Mumbai: A piqued Mother Nature has shown her wrath at the environmental degradation perpetrated in Maharashtra on several occasions in the past, with ominous signs of more calamities slated for the future.
It was nine years ago – July 30, 2014 – when Malin village, standing on a hillock around 620 m above sea level in Pune district, overnight turned into a slushy graveyard for scores of people after torrential rain.
At least 151 villagers were buried alive at the dead of night and it was the driver of a bus plying in the neighbourhood who rubbed his eyes in sheer disbelief – the tiny village he viewed everyday on his journey had suddenly disappeared from the landscape…!
As disaster teams rushed to mount a massive rescue operation, one of the prime causes that emerged for the devastating hillslide was the enormous environmental damage wreaked in the vicinity, particularly the indiscriminate chopping of many trees.
Experts said that Malin was situated on the eastern slope of a hill running north-south with gradients ranging from 10-40 degrees and some farming activities conducted there.
“Forests can help stabilize such hill slopes by holding the soil together, enhancing infiltration, reducing run-off of water and rendering it safe but here it did not happen,” said environmentalist Stalin D., Director of the NGO Vanashakti.
The disaster was preceded by heavy rain that lashed the area for over 24 hours and without sufficient forest cover, the hill-slide buried scores in their sleep, shocking the nation the next morning — with many lessons for the long-term.
“The slope was made unstable by deforestation, poor agriculture methods used for the rice and in recent years, even wheat farming, for which levelling and terracing of the slopes was done, rainwater seeped to a critical depth where the topsoil layer shifted due to gravity and the slope gave away with fatal consequences,” explained Stalin.
Another recent affront were the massive unprecedented floods that submerged large areas for days in the regions of western Maharashtra like Sangli, Kolhapur and Satara, first in August 2019 and a repeat in September 2021, in the sprawling Krishna River basin, with its ramifications felt even in Karnataka.
A Maharashtra government’s 10-member experts panel identified the main culprits — cyclones, cloudburst and persistent downpour — and pointed fingers at other topological factors like inadequate drainage from the regions, saturated subsoil and unbridled development activities on the flood plains, blocking the natural drainage channels, river damming and diversions and destruction of natural flood barriers.
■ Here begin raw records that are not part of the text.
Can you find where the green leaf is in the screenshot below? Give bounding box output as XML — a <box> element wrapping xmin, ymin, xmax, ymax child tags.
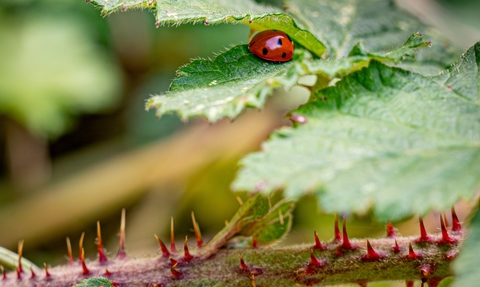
<box><xmin>241</xmin><ymin>200</ymin><xmax>295</xmax><ymax>244</ymax></box>
<box><xmin>287</xmin><ymin>0</ymin><xmax>460</xmax><ymax>75</ymax></box>
<box><xmin>75</xmin><ymin>277</ymin><xmax>114</xmax><ymax>287</ymax></box>
<box><xmin>0</xmin><ymin>13</ymin><xmax>120</xmax><ymax>137</ymax></box>
<box><xmin>233</xmin><ymin>43</ymin><xmax>480</xmax><ymax>220</ymax></box>
<box><xmin>147</xmin><ymin>33</ymin><xmax>428</xmax><ymax>121</ymax></box>
<box><xmin>205</xmin><ymin>194</ymin><xmax>270</xmax><ymax>252</ymax></box>
<box><xmin>147</xmin><ymin>45</ymin><xmax>291</xmax><ymax>121</ymax></box>
<box><xmin>92</xmin><ymin>0</ymin><xmax>325</xmax><ymax>56</ymax></box>
<box><xmin>452</xmin><ymin>209</ymin><xmax>480</xmax><ymax>287</ymax></box>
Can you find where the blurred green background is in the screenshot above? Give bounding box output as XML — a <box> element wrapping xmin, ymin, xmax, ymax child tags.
<box><xmin>0</xmin><ymin>0</ymin><xmax>480</xmax><ymax>286</ymax></box>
“All these resulted in unseen havoc in the three districts and some surrounding areas in western Maharashtra. There have been abnormal rains like in Mumbai which caused the record Great Floods (July 2005), followed by Sangli, Kolhapur and Satara floods (August 2019 and July 2021), and the severe droughts of 2002-2003 and 2011-2012 in parts of the state,” said expert Dr Rahul Todmal of Vidya Pratisthan’s ASC College in Baramati (Pune).
A water resources expert and Advisor to the Jammu & Kashmir, Punjab and Uttar Pradesh governments, Barrister Vinod Tiwari said that unless the brutalisation of the environment is ended, the consequences will be of unimaginable proportions to peoples’ lives and properties, whether in the mountains of the Himalayas, coastal areas like Mumbai or the hinterlands like western Maharashtra.
“The plans to link the major rivers in India and a similar move to connect the rivers in Maharashtra are still floundering They have the potential to control floods, empty excess water to the scarcity regions and enable all-round development,” said Tiwari.
A former key member of the Maharashtra State Water Resources Regulatory Authority and Maharashtra State Groundwater Authority, Tiwari is currently advising the governments of J&K, Punjab and UP to set up similar statutory panels there.
Dr Todmal warns that the increased frequency of natural disasters pose a threat to the very existence of the most intelligent species called ‘Human’, whose activities in the past two centuries have irritated nature to such an extent that it has now launched a mission to wipe us out’.
Even the Maharashtra government has become a soothsayer of sorts and made dark predictions about what is in store in the foreseeable future.
Among these are an increase in the mean temperature from 1.2C to 1.6C in the next decade (2030s), increased rainfall which will go up from 2030-2050-2070 though it will be highly variable spatially.
The government said that annual rainfall showing the highest increasing trends in Mumbai, Sindhudurg, Kolhapur and Solapur and the maximum decreasing trend in Latur and Bhandara will be witnessed in the 2030s.
The entire state will see extreme rainfall events with longer dry spells, plus the number of dry days would increase from 3-9 days in the next decade.
Coupled with these, the Arabian Sea level could go up by 24 cms-66 cms in the coastal areas in sync with the projections for global sea level increase, greater heights of waves, windspeeds, more storms and surges.